AHRQ on hospital readmissions
An analysis of data from 15 states conducted by the U.S. Agency for Healthcare Research and Quality found that in 2008, nearly 12 percent of hospital stays were readmissions within 30 days of a previous stay. In addition, 7 percent of hospital stays were readmissions within 14 days of their previous stay and 4 percent were readmissions within one week. The highest rate of readmission occurred in the 45-to-64 age group. Among patients younger than 65, readmission rates were 50 percent higher for adult Medicaid patients compared to privately insured patients. For Medicare patients age 65 and older, nearly one in five hospital stays were readmissions within 30 days.

CON processes are often political
The certificate-of-need (CON) process has evolved into an arena in which providers often battle for service-line dominance and market share, according to a research brief released by the non-profit Center for Studying Health System Change (HSC). Based on interviews conducted in six states (Connecticut, Georgia, Illinois, Michigan, South Carolina, and Washington), the CON approval process can be highly subjective and tends to be influenced heavily by political relationships, such as a provider’s clout, organizational size, or overall wealth and resources, rather than policy objectives. Michigan, however, has included several elements that contribute to greater objectivity and transparency in the state’s CON process.

Factors in ED closings
The number of hospital emergency departments (EDs) in nonrural areas declined by about 27 percent—from 2,446 to 1,779—between 1990 and 2009, according to a study in JAMA (May 18). Data from annual surveys conducted by the American Hospital Association was used to determine risk factors for ED closure; for-profit hospitals and those with low profit margins were more likely to close than nonprofit hospitals or those with high profit margins.

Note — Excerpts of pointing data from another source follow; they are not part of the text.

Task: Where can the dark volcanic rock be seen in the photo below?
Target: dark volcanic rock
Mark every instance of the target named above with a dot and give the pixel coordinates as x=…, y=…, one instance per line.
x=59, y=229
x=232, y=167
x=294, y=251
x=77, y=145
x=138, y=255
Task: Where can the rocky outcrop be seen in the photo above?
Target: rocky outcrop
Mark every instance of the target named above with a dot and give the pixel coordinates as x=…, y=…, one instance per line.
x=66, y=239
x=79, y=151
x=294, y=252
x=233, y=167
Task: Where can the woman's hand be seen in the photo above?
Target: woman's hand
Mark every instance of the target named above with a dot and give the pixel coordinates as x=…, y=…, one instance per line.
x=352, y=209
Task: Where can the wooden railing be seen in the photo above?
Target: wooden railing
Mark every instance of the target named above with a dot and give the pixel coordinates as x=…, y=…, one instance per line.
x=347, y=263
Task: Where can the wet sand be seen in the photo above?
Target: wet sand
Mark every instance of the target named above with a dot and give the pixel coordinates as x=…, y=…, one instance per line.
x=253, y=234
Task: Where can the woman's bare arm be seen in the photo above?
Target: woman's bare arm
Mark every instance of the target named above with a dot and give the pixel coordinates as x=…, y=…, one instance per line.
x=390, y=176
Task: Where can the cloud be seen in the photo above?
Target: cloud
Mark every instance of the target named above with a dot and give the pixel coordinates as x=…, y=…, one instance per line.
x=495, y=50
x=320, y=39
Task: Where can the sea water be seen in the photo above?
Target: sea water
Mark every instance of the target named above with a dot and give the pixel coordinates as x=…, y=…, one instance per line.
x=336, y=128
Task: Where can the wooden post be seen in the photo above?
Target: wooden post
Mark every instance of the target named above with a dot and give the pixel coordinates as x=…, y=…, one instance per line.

The risk of a hospital closing its ED was also higher among hospitals in more competitive markets, safety-net hospitals, and those serving a higher share of populations in poverty.

Knowing what test costs can reduce orders
A study in the Archives of Surgery (May) suggests that making healthcare providers aware of the costs of some tests can reduce the number of tests ordered, resulting in a cost savings. The prospective observational study of blood work ordered for all nonintensive care unit patients on three general surgical services at a single tertiary care hospital. At baseline, charges for daily phlebotomy were $147.73/patient. After 11 weeks of residents being made aware of the daily charges for phlebotomy, the charges dropped as low as $108.11/patient per day.

Risk for VTE in low-volume hospitals
A study in Arthritis & Rheumatism (online) finds that hospitals with lower surgery volumes are associated with a greater risk of mortality and the development of venous thromboembolism (VTE) in patients who have primary elective total hip arthroplasty (THA) or total knee arthroplasty (TKA). Data from a statewide database showed that patients who underwent elective primary THA at lower-volume hospitals (fewer than 200 annually) were at greater risk of VTE and 1-year mortality. In addition, patients 65 years or older who underwent elective primary TKA at low-volume hospitals had significantly higher odds ratios for 1-year mortality compared to high-volume hospitals.